Nel prendere coscienza della misura dei giorni, della fragilità, della data di scadenza invisibile che rechiamo sulla nostra etichetta identificativa dell'unicità ed irripetibilità nell’universo, possiamo renderci conto del soffio che siamo sulla scena dei giorni: ombre che passano e trovano in Dio la speranza che ci corregge dallo svanire senza respiro.
C’è un grande mistero nella morte: quanto più impressiona e spaventa quella inattesa, piombata su vite felici in un’ora che non t’aspetti, tanto più dovrebbe interessarci la verità di noi stessi, attendendo ciò che ci compete e ci riguarda tutti.
La preghiera allora è esercizio della dilatazione del cuore alla speranza, proprio perché Dio si fa trovare mentre veglia sulle nostre prove, non più viste come colpi malvagi del fato o scherzi del destino, ma la semplice nudità della nostra carne perché più bello sia il vestito della nostra anima il giorno dell’appuntamento con la vita eterna.
La speranza è ben riposta, perché credibile è Chi l’ha fondata. Le prove nella carne rappresentano la purificazione necessaria per presentarsi mondi nell‘anticamera del paradiso, del giardino dell’Eden dove risuona tra gli amanti il Cantico dei cantici.
Questo spazio va recuperato dall’insignificanza in cui l’avevamo riposto, rinchiuso nel clamore dei corpi.
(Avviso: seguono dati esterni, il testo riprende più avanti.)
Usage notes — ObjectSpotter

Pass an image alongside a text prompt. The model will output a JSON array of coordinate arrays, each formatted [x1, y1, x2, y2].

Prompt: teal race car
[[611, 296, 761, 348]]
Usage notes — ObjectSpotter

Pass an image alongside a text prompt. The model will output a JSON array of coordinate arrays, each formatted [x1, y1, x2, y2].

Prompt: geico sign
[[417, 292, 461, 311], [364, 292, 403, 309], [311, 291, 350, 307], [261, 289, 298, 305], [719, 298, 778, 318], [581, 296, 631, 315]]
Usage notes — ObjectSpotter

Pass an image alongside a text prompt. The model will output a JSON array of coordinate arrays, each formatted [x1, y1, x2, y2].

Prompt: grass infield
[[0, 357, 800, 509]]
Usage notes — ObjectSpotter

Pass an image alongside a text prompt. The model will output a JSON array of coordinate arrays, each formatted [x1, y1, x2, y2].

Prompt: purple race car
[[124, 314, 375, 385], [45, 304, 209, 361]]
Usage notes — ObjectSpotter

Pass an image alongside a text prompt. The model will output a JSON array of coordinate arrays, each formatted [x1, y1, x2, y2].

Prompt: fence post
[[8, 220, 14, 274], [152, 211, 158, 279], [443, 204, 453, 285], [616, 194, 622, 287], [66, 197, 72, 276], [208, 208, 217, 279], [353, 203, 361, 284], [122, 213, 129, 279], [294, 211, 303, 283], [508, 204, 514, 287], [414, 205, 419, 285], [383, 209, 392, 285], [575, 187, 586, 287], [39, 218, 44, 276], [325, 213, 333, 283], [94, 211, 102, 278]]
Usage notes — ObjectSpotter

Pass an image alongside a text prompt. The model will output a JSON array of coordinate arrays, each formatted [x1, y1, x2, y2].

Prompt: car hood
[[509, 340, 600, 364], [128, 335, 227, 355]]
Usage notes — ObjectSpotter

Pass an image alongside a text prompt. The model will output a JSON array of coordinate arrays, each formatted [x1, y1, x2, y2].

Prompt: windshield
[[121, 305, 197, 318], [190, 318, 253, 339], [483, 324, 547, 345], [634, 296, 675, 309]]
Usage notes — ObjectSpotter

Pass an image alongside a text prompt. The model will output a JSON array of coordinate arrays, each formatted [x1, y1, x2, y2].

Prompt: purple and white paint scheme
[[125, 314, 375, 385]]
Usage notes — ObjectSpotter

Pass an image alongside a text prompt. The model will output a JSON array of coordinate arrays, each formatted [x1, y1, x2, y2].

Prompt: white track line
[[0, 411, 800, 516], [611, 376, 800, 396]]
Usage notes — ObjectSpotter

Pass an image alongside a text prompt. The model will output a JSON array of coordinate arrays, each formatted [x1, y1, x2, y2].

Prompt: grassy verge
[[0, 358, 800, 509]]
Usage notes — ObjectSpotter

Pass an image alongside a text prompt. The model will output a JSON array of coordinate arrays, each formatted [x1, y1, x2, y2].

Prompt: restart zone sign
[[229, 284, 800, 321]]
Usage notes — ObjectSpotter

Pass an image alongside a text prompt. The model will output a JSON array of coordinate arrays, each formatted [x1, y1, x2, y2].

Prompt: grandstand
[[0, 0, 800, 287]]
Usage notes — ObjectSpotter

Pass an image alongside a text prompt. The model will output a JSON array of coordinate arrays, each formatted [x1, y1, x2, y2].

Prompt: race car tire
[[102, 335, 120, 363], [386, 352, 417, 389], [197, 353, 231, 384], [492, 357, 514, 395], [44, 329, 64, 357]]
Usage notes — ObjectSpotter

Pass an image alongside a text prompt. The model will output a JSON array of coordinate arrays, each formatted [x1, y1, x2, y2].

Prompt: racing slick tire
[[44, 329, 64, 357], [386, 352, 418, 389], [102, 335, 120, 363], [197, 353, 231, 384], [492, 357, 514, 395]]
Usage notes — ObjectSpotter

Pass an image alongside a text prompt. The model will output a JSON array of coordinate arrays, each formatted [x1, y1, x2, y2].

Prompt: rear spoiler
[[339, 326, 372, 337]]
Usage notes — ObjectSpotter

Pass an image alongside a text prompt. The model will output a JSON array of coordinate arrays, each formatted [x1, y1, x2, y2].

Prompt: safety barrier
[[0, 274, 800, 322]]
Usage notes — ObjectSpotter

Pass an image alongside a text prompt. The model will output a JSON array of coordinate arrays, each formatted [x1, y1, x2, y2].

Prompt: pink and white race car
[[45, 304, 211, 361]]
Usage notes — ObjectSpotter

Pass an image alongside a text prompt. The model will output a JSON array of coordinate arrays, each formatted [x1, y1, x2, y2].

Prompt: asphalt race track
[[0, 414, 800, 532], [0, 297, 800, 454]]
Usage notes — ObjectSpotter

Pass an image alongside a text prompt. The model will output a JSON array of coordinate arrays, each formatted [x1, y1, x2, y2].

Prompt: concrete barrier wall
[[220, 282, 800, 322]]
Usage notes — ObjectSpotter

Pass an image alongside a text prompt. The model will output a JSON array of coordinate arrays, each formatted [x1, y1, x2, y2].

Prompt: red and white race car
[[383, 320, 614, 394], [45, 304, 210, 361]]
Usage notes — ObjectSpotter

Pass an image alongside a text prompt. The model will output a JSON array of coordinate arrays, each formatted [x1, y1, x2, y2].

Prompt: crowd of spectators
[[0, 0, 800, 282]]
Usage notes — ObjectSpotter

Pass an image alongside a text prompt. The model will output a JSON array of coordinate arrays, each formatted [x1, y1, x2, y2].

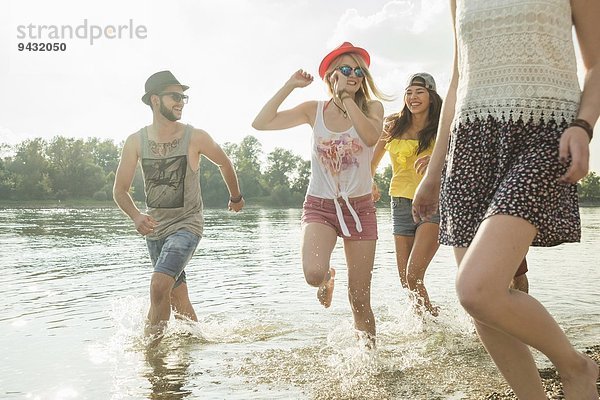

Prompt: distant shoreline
[[485, 344, 600, 400]]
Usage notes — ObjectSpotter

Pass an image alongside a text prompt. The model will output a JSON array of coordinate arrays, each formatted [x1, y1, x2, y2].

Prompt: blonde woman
[[252, 42, 385, 344]]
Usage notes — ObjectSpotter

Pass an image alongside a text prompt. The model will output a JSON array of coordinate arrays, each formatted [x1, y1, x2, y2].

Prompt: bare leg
[[171, 282, 198, 321], [394, 235, 415, 289], [454, 248, 546, 400], [344, 240, 376, 342], [302, 223, 337, 308], [456, 215, 598, 400], [510, 274, 529, 293], [146, 272, 175, 337], [406, 223, 440, 316]]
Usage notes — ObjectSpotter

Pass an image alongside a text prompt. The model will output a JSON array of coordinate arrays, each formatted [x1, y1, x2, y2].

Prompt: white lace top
[[454, 0, 581, 124]]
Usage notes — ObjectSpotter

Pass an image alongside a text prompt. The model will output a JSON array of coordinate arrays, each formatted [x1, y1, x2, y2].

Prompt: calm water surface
[[0, 208, 600, 399]]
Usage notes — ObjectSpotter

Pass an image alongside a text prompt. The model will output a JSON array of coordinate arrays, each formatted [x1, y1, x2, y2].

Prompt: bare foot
[[562, 354, 598, 400], [317, 268, 335, 308], [427, 304, 440, 317]]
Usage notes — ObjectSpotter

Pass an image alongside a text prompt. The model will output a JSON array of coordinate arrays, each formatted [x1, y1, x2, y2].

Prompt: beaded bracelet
[[229, 193, 244, 203], [569, 118, 594, 142]]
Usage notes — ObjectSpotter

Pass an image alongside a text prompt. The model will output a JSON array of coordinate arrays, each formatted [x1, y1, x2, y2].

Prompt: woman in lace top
[[371, 73, 442, 316], [413, 0, 600, 400]]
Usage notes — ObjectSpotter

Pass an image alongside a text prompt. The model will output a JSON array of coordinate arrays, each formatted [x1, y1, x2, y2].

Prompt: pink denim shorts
[[301, 193, 377, 240]]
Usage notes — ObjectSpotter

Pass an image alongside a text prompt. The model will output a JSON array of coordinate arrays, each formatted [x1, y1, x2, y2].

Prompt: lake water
[[0, 208, 600, 400]]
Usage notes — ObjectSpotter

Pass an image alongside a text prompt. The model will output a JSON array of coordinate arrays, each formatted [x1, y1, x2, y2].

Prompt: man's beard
[[159, 100, 180, 122]]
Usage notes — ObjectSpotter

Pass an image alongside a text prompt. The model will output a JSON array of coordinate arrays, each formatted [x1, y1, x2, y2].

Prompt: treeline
[[0, 135, 600, 207], [0, 136, 391, 207]]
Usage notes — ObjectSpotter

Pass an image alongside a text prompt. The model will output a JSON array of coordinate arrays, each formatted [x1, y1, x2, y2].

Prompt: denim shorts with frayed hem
[[391, 197, 440, 236], [146, 230, 200, 288]]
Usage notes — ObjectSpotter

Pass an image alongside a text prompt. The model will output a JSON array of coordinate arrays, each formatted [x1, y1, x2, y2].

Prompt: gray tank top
[[140, 125, 204, 239]]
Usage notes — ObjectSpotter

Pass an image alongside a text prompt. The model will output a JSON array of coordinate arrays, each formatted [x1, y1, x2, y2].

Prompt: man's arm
[[192, 129, 245, 212], [113, 133, 157, 236]]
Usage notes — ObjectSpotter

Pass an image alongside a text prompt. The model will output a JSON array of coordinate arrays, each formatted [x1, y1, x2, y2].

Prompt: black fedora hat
[[142, 71, 190, 105]]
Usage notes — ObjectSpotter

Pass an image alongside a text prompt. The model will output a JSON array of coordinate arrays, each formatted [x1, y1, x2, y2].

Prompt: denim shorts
[[146, 230, 200, 287], [391, 197, 440, 236]]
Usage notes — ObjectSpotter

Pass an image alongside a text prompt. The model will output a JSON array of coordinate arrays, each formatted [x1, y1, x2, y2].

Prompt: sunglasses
[[338, 65, 365, 78], [158, 92, 190, 104]]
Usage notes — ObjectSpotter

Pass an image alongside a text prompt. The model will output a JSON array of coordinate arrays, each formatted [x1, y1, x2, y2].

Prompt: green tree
[[265, 147, 302, 189], [292, 160, 310, 197], [231, 135, 267, 199], [374, 165, 392, 204], [7, 138, 51, 200], [47, 136, 106, 198], [577, 171, 600, 201]]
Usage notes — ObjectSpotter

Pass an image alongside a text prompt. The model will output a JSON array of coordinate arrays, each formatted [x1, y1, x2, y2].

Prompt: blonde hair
[[323, 53, 394, 114]]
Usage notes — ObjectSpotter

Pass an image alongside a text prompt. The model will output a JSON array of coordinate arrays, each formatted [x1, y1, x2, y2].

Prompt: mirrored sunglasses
[[338, 65, 365, 78], [158, 92, 190, 104]]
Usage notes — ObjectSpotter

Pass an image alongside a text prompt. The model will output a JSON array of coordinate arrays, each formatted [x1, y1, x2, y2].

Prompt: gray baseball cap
[[406, 72, 436, 92]]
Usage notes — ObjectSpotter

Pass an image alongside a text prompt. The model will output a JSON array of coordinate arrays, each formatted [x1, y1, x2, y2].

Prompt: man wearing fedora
[[113, 71, 244, 343]]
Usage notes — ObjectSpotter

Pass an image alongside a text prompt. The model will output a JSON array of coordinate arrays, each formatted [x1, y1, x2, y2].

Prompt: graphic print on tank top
[[142, 155, 187, 208], [317, 133, 363, 177]]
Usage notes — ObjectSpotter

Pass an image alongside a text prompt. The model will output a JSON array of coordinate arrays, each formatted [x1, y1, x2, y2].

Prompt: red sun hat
[[319, 42, 371, 79]]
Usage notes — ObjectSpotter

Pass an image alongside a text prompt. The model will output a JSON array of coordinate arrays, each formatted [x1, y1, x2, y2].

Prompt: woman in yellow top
[[371, 73, 442, 316]]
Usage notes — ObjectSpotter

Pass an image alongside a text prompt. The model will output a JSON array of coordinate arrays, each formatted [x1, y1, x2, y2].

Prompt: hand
[[133, 213, 158, 236], [415, 155, 431, 175], [558, 126, 590, 184], [227, 197, 246, 212], [371, 182, 381, 203], [287, 69, 315, 88], [329, 69, 348, 97], [412, 176, 440, 223]]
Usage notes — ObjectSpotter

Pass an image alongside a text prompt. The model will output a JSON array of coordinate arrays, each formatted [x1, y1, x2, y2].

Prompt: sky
[[0, 0, 600, 171]]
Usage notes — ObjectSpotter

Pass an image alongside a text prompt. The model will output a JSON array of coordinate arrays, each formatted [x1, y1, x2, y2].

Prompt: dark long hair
[[383, 89, 442, 154]]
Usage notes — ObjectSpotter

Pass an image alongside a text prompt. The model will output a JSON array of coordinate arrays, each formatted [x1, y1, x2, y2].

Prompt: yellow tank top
[[385, 139, 435, 199]]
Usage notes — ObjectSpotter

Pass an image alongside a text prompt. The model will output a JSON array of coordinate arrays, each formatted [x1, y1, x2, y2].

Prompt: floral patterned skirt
[[440, 115, 581, 247]]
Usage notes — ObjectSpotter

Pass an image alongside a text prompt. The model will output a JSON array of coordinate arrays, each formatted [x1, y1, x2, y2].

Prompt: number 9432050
[[17, 42, 67, 51]]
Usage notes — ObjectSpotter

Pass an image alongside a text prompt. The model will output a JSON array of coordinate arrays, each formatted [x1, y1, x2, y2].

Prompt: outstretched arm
[[192, 129, 245, 212], [413, 0, 459, 222], [252, 69, 314, 131], [559, 0, 600, 183], [113, 133, 157, 236]]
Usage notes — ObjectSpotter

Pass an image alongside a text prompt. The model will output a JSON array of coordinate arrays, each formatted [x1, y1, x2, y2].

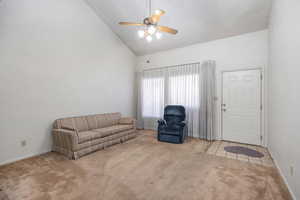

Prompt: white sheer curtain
[[167, 63, 200, 137], [137, 61, 215, 140], [141, 70, 165, 129]]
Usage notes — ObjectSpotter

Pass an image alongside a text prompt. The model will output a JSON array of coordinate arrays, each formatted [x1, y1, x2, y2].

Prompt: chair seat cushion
[[78, 125, 133, 143]]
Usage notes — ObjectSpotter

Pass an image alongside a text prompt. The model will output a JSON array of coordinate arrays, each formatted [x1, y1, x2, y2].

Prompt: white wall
[[269, 0, 300, 199], [137, 30, 268, 142], [0, 0, 136, 164]]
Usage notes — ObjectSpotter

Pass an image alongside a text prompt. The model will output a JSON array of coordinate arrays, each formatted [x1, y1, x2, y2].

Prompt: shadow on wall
[[0, 188, 9, 200]]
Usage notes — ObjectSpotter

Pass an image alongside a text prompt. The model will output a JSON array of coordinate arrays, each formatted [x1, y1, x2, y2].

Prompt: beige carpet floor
[[0, 132, 291, 200]]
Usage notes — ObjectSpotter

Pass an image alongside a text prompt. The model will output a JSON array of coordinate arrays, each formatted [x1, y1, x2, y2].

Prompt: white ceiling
[[86, 0, 272, 55]]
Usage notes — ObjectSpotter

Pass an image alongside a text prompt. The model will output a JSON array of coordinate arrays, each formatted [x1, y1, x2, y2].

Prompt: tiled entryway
[[207, 141, 274, 167]]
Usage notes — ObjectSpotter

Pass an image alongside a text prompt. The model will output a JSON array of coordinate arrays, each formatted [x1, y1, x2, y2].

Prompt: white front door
[[222, 70, 262, 145]]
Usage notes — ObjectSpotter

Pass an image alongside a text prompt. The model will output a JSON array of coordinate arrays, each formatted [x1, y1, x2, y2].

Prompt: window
[[142, 77, 164, 118]]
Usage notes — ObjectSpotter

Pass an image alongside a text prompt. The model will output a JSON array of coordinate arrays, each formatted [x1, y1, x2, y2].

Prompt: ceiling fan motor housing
[[144, 17, 156, 25]]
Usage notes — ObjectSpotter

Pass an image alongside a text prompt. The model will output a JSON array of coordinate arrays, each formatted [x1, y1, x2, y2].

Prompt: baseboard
[[0, 150, 51, 167], [268, 148, 297, 200]]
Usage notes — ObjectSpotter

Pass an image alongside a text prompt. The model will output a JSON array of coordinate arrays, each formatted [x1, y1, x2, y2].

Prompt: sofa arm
[[52, 129, 78, 151], [119, 117, 136, 128]]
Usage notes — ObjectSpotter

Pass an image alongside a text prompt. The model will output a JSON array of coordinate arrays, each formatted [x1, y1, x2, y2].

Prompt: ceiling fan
[[119, 0, 178, 42]]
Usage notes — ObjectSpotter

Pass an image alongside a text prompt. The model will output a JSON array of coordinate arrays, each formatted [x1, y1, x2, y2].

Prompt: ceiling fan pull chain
[[149, 0, 151, 16]]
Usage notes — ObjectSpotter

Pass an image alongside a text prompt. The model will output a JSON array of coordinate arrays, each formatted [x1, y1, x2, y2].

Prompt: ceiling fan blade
[[150, 9, 166, 24], [119, 22, 145, 26], [157, 26, 178, 35]]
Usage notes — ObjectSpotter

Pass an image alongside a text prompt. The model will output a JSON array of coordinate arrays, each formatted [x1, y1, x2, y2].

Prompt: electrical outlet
[[21, 140, 27, 147], [290, 166, 295, 176]]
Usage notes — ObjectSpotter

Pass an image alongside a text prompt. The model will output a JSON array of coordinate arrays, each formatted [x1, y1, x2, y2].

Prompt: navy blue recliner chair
[[157, 105, 187, 144]]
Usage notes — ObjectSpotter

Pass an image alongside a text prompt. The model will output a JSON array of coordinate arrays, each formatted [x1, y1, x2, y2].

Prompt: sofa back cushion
[[54, 117, 89, 131], [53, 113, 121, 131], [95, 113, 121, 128]]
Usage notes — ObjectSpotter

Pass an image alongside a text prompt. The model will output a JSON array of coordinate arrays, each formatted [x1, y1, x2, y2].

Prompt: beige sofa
[[52, 113, 136, 159]]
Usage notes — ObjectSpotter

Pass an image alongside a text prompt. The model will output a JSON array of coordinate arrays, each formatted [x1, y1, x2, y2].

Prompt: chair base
[[157, 134, 183, 144]]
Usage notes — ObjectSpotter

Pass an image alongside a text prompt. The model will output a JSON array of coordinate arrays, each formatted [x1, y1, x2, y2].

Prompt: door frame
[[220, 67, 266, 146]]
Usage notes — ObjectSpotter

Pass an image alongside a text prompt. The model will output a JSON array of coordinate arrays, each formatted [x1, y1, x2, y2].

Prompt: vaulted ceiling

Ci serve un’innocenza impossibile senza staccarci dal peccato degli idoli vani e del culto dell’uomo.
Una fede salda è faro nella tempesta ed è roccia che sa resistere alle onde più fragorose della storia, capaci di travolgere le nostre fragili vite, mentre la morte si prende i pezzi della storia di chi rimane privo di un sorriso che ora attende di riposare in Cielo.